MEDITERRÁNEA. Tras la cita olímpica del 92, cambió su mirada. Dejó de crecer hacia la montaña y se abrió al Mare Nostrum, trasformando ruinas industriales de la época del textil en muelles, con apartamentos, hoteles, tiendas y ocio. Precisamente, aquel éxito integral, sin precedentes, tuvo en el alcalde Maragall, a uno de sus principales artífices. Civilizada. La primera ciudad que descubre, en España, la importancia de la actividad ferial, en el marco de la falda de Montjuich; más tarde la actividad comercial de sus calles más emblemáticas, como Diagonal, Ramblas y Paseo de Gracia, este último donde las mejores firmas del mundo de la moda se acomodan en los edificios de la arquitectura modernista del siglo XX. Culta. Con una oferta de museos que hace las delicias del turismo de calidad, que puede disfrutar con el patrimonio antiguo del arte medieval o del renacimiento en el Museo Nacional de Cataluña; pero también con las obras de Miró, Tapies, Dalí, Picasso; sin descuidar a los pintores mediterráneos como Rusiñol y Fortuny.
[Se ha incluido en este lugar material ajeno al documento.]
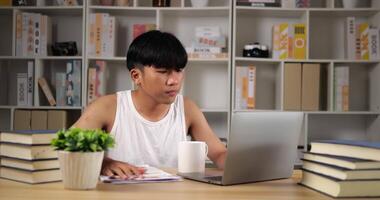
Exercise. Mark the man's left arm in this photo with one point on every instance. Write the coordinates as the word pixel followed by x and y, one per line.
pixel 200 130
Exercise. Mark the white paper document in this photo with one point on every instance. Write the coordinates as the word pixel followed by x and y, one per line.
pixel 151 175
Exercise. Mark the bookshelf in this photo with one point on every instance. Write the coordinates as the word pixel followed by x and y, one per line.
pixel 324 22
pixel 211 82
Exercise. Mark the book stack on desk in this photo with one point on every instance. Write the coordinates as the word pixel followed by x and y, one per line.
pixel 343 168
pixel 26 156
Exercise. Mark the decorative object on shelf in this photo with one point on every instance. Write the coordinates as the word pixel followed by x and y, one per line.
pixel 65 48
pixel 19 3
pixel 302 3
pixel 256 50
pixel 350 3
pixel 199 3
pixel 121 3
pixel 80 155
pixel 106 2
pixel 161 3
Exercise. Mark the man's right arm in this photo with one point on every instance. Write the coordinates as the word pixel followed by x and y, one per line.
pixel 101 115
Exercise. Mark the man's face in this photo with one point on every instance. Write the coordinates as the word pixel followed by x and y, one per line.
pixel 161 84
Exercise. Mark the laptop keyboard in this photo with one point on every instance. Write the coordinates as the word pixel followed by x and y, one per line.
pixel 214 178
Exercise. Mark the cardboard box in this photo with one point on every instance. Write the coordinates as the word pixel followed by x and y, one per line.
pixel 22 120
pixel 292 86
pixel 39 120
pixel 311 74
pixel 57 119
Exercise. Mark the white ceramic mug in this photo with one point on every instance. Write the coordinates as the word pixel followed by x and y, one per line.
pixel 192 156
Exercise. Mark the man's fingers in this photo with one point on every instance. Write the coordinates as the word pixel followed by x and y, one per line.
pixel 120 173
pixel 107 172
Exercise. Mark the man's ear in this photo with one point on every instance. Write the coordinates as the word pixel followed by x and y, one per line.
pixel 136 75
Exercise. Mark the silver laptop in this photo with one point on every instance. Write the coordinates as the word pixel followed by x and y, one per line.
pixel 261 146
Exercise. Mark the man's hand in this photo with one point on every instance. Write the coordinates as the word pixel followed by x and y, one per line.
pixel 123 170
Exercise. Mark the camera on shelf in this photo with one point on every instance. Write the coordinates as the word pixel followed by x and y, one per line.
pixel 65 48
pixel 256 50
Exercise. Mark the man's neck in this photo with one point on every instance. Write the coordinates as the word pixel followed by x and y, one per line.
pixel 147 107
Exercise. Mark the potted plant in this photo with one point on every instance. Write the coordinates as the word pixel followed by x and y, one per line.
pixel 80 154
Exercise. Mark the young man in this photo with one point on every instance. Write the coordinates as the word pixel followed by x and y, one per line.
pixel 147 123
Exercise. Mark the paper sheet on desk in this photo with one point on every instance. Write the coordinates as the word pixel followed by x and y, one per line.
pixel 151 175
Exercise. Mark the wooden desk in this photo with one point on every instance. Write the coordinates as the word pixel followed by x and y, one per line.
pixel 274 190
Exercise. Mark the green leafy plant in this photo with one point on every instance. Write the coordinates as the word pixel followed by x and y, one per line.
pixel 80 140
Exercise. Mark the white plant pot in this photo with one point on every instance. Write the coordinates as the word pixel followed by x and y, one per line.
pixel 350 3
pixel 80 171
pixel 199 3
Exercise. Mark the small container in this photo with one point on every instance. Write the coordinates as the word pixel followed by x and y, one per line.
pixel 247 51
pixel 161 3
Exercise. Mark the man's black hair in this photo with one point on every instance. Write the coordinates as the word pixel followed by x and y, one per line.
pixel 157 49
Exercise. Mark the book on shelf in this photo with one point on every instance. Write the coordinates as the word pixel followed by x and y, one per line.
pixel 342 161
pixel 60 88
pixel 102 35
pixel 292 86
pixel 31 165
pixel 5 2
pixel 29 137
pixel 374 43
pixel 33 34
pixel 341 173
pixel 245 87
pixel 58 119
pixel 350 38
pixel 39 120
pixel 32 177
pixel 47 91
pixel 22 89
pixel 341 88
pixel 338 188
pixel 67 2
pixel 96 80
pixel 369 150
pixel 27 152
pixel 310 86
pixel 139 29
pixel 22 119
pixel 73 83
pixel 30 76
pixel 289 41
pixel 363 30
pixel 208 36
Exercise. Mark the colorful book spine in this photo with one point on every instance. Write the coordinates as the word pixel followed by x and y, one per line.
pixel 60 88
pixel 73 78
pixel 251 97
pixel 276 41
pixel 341 87
pixel 22 89
pixel 30 83
pixel 299 41
pixel 47 91
pixel 19 26
pixel 363 29
pixel 284 40
pixel 91 84
pixel 350 38
pixel 374 43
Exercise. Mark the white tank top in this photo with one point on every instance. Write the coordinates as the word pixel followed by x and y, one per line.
pixel 139 141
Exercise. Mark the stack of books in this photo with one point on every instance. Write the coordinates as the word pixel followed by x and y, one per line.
pixel 343 168
pixel 26 156
pixel 208 43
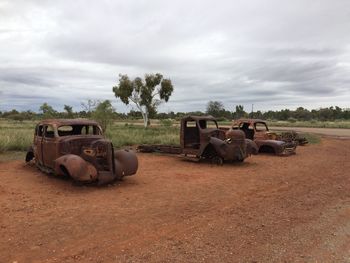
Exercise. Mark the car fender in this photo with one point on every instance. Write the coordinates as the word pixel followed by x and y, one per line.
pixel 76 167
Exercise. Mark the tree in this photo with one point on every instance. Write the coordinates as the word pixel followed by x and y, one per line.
pixel 69 111
pixel 89 106
pixel 103 113
pixel 147 95
pixel 47 111
pixel 239 113
pixel 215 108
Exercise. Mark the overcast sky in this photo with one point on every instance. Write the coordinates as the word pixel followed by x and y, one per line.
pixel 274 54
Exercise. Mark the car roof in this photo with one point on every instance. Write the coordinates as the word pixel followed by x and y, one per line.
pixel 60 122
pixel 196 118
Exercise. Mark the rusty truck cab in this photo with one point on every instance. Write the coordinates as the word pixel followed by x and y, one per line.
pixel 196 131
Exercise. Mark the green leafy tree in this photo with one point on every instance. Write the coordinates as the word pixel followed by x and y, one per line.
pixel 69 111
pixel 103 113
pixel 146 94
pixel 215 108
pixel 88 107
pixel 239 113
pixel 47 111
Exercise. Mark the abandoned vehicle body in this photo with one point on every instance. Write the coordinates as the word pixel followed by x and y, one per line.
pixel 77 148
pixel 201 138
pixel 267 142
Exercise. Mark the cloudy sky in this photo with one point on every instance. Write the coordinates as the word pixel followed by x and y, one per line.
pixel 274 54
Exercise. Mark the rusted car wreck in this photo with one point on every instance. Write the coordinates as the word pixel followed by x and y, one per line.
pixel 201 138
pixel 267 142
pixel 77 148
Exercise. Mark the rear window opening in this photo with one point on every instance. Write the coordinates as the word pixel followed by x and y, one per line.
pixel 71 130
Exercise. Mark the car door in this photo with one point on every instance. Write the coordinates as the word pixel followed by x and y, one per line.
pixel 49 142
pixel 38 137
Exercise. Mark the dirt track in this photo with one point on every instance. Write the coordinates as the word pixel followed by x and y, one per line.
pixel 328 132
pixel 268 209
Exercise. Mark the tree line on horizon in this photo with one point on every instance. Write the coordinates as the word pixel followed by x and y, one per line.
pixel 149 92
pixel 101 110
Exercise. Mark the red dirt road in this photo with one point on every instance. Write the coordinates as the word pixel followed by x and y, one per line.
pixel 268 209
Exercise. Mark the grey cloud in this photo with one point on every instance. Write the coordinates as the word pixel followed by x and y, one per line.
pixel 267 53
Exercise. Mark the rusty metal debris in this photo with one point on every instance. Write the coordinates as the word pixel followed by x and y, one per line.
pixel 201 138
pixel 268 142
pixel 77 148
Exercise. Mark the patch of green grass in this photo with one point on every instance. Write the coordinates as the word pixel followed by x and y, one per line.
pixel 12 155
pixel 122 135
pixel 15 135
pixel 311 138
pixel 311 124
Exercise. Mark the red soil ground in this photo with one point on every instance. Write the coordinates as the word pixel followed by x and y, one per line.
pixel 267 209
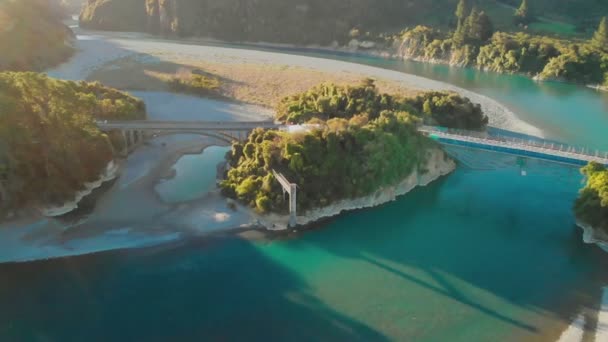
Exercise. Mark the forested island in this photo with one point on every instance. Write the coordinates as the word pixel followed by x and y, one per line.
pixel 50 145
pixel 355 141
pixel 591 207
pixel 32 36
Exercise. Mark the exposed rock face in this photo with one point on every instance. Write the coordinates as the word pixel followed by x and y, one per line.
pixel 278 21
pixel 438 165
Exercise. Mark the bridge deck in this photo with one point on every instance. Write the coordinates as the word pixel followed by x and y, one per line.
pixel 176 126
pixel 525 148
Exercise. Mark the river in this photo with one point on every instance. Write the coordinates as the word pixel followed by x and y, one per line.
pixel 484 254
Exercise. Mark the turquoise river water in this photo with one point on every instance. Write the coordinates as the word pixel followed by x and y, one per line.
pixel 484 254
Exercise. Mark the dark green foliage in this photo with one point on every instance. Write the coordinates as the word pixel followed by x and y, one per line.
pixel 340 159
pixel 474 30
pixel 285 21
pixel 549 58
pixel 520 53
pixel 329 101
pixel 461 11
pixel 32 36
pixel 592 205
pixel 600 38
pixel 449 110
pixel 51 145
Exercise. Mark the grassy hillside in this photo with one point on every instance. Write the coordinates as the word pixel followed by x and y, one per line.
pixel 32 36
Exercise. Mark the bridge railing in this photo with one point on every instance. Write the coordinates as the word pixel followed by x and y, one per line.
pixel 484 137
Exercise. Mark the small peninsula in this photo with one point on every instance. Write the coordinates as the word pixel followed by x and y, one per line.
pixel 351 142
pixel 50 146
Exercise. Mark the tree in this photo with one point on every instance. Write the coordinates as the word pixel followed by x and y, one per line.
pixel 478 27
pixel 600 38
pixel 522 14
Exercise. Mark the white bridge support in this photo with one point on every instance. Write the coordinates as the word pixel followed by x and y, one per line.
pixel 291 189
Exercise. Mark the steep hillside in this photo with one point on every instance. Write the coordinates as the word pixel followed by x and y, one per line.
pixel 51 145
pixel 316 21
pixel 32 36
pixel 302 21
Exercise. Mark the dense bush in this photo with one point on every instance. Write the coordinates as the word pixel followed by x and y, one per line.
pixel 592 205
pixel 517 53
pixel 357 141
pixel 344 158
pixel 32 36
pixel 448 109
pixel 545 57
pixel 49 143
pixel 328 101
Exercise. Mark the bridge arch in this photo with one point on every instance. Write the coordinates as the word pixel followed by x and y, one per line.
pixel 221 136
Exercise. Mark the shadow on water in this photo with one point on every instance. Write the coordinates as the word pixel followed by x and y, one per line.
pixel 499 238
pixel 220 290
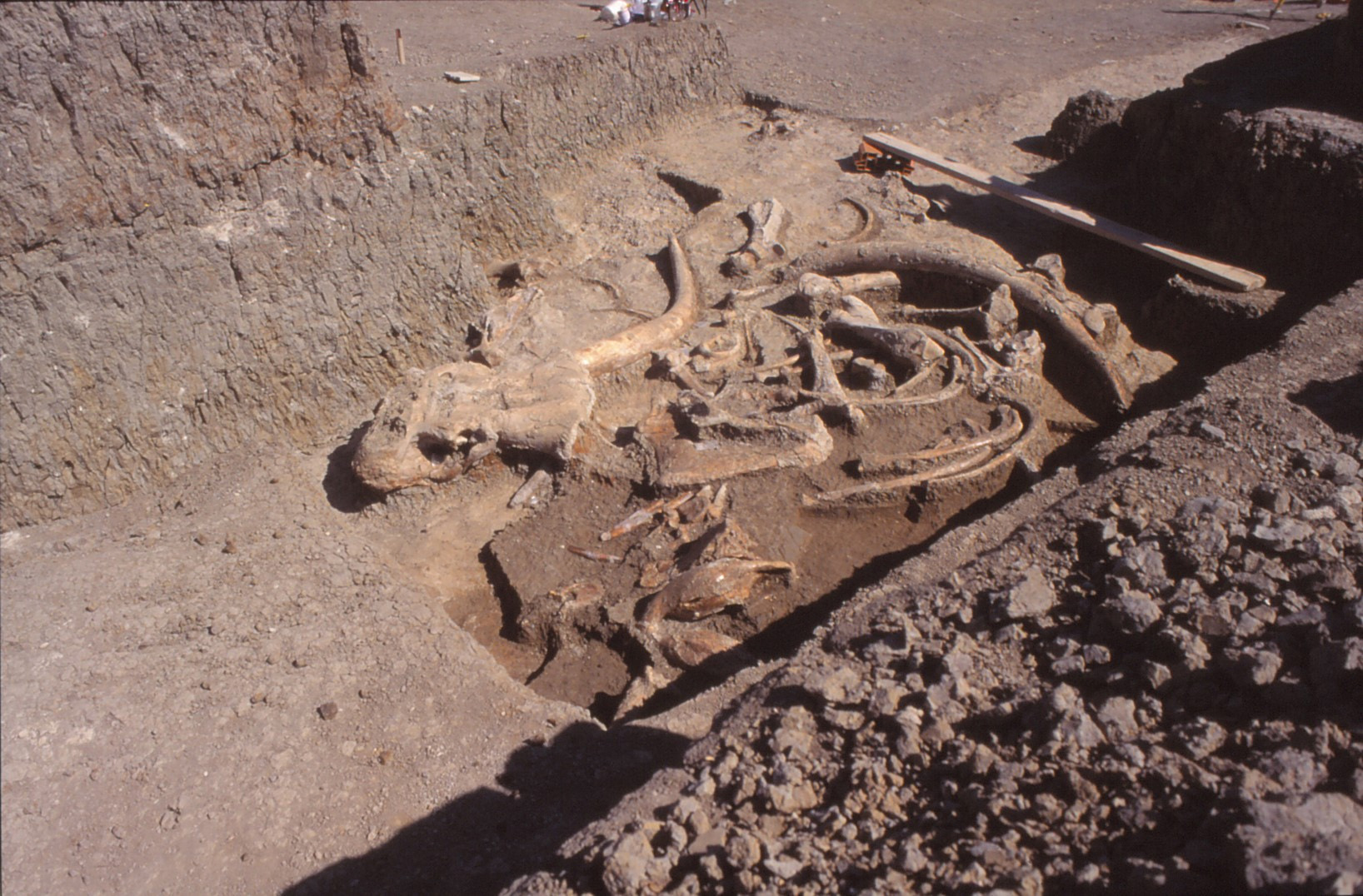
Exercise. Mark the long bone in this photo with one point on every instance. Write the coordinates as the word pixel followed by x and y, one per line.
pixel 977 463
pixel 435 426
pixel 1026 291
pixel 1009 429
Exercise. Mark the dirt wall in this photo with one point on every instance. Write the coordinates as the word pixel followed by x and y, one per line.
pixel 218 229
pixel 1257 160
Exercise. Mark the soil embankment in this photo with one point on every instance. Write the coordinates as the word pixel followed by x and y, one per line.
pixel 221 231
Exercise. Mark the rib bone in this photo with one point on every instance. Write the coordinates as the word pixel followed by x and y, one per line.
pixel 430 429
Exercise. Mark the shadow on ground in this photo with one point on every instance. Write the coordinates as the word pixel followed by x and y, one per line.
pixel 487 838
pixel 344 490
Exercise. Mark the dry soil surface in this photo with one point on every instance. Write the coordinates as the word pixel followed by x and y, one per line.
pixel 237 681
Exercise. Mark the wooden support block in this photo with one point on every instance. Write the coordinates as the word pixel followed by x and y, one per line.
pixel 1226 276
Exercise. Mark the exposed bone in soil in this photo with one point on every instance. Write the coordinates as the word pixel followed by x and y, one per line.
pixel 229 238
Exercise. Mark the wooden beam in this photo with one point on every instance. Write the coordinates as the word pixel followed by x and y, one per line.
pixel 1227 276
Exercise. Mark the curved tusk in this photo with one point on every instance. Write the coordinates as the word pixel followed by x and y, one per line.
pixel 638 341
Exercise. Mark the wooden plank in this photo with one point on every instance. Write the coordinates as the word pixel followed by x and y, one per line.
pixel 1227 276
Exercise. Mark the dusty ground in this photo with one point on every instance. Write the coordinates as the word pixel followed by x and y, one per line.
pixel 247 677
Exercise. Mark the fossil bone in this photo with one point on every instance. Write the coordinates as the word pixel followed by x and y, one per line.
pixel 981 462
pixel 720 444
pixel 435 426
pixel 1119 369
pixel 706 590
pixel 766 226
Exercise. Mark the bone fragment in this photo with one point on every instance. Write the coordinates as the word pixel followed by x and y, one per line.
pixel 1009 429
pixel 912 347
pixel 690 649
pixel 634 520
pixel 527 493
pixel 707 590
pixel 826 381
pixel 766 225
pixel 972 466
pixel 638 341
pixel 896 485
pixel 726 446
pixel 994 319
pixel 831 287
pixel 870 222
pixel 592 555
pixel 1028 293
pixel 435 426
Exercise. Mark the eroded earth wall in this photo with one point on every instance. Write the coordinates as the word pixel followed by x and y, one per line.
pixel 220 229
pixel 1258 158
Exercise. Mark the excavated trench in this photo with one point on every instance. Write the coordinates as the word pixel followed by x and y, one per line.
pixel 589 582
pixel 796 441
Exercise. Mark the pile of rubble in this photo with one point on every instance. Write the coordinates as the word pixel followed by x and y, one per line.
pixel 1151 685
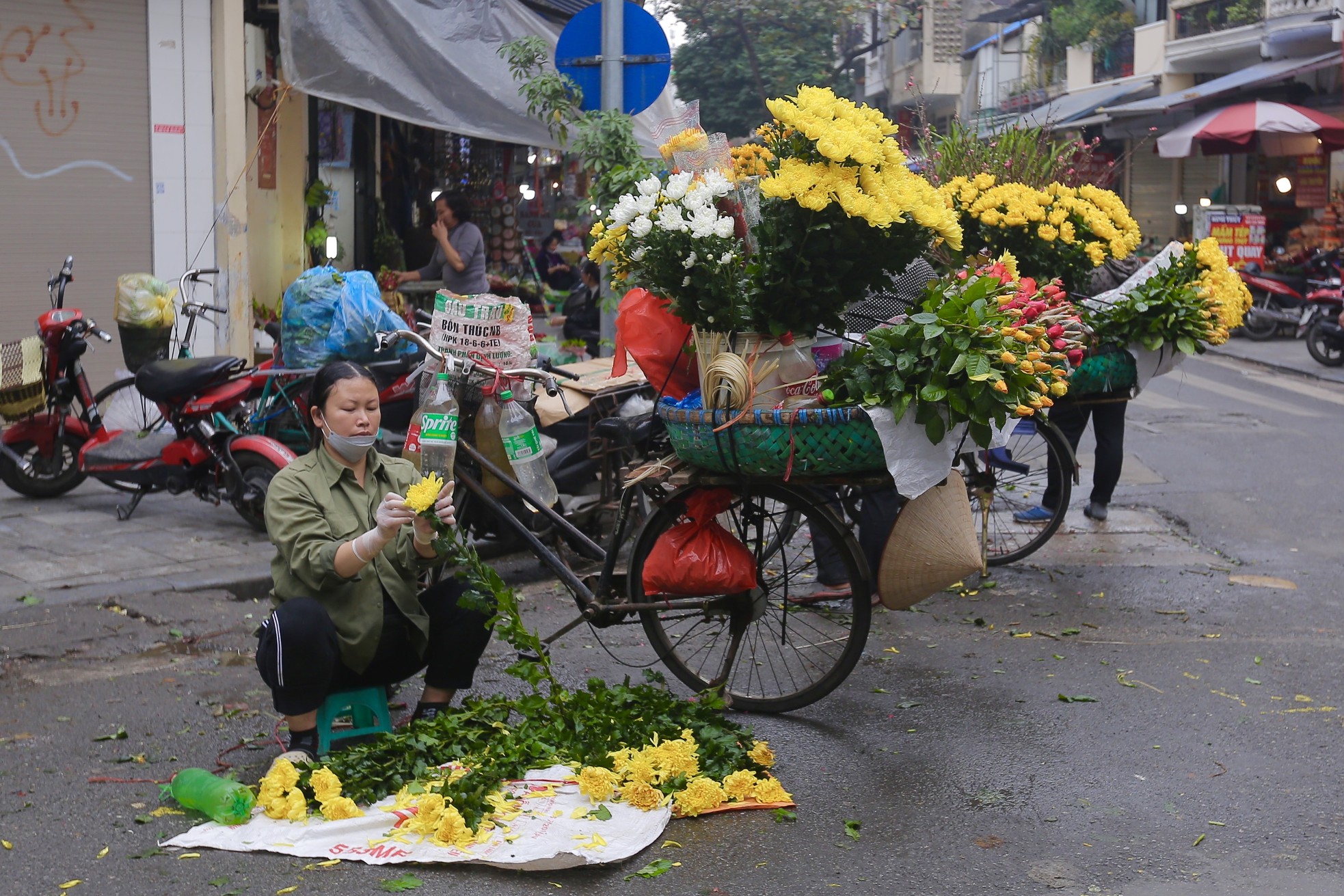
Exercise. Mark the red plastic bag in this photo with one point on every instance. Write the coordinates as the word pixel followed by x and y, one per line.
pixel 699 558
pixel 656 338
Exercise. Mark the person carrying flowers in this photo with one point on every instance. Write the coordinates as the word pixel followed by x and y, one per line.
pixel 350 549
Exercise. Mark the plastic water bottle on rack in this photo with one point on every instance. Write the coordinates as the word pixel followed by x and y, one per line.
pixel 488 442
pixel 523 445
pixel 438 430
pixel 797 372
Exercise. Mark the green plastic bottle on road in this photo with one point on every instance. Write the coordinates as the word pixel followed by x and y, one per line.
pixel 225 801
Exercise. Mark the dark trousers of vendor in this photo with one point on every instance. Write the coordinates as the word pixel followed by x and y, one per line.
pixel 1107 418
pixel 299 653
pixel 878 511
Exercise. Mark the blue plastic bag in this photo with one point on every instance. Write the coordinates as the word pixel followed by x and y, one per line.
pixel 330 314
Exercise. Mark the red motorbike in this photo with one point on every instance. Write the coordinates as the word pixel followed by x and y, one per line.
pixel 50 452
pixel 1287 300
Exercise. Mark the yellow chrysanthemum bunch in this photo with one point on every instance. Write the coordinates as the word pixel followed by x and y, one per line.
pixel 422 496
pixel 751 160
pixel 852 161
pixel 1222 289
pixel 639 776
pixel 278 794
pixel 608 241
pixel 687 140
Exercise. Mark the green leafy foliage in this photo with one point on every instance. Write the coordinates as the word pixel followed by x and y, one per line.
pixel 1166 310
pixel 943 360
pixel 654 868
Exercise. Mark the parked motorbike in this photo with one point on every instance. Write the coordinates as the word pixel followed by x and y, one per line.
pixel 1281 301
pixel 51 452
pixel 1324 335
Histórica. Con uno de los cascos góticos más hermosos de España, entre la Catedral y Santa María del Mar, entre los restos de la muralla, con el sonido de los trovadores que ocupan sus plazas y callejas, al mismo tiempo que hay espacio para los modernos diseñadores de la ropa juvenil como Custo. Bohemia. Entre las calles que acompañan a las Ramblas de las Flores, cerca del recuperado Liceo, circundando a la plaza Real, comprando en el viejo mercado del Borne, para llegar hasta la estatua de Colón, cerca de las Atarazanas, hoy espacio expositivo de la ciudad. Pero Barcelona es Gaudí. Un hombre detestado por la dictadura y sus acólitos del periodismo, que hizo espacios entre escaleras que eran guirnaldas, que jugó con la piedra, dándole vida, o acercándola a Dios, en una expresión de misticismo, que algún día culminará en la Sagrada Familia. En una ciudad así, el libre pensamiento, la convivencia entre catalanes y españoles que se hacen catalanes, el diálogo y la negociación, pueden devolver a la política dos propiedades indispensables: El mestizaje de los modelos para avanzar. La alternancia para recuperar la excelencia de la democracia No olvidemos que nuestra historia, cuando entra por el Mediterráneo, es brillante y capaz de impregnar al resto del país. Conviene ir de vez en cuando a Barcelona y aprender.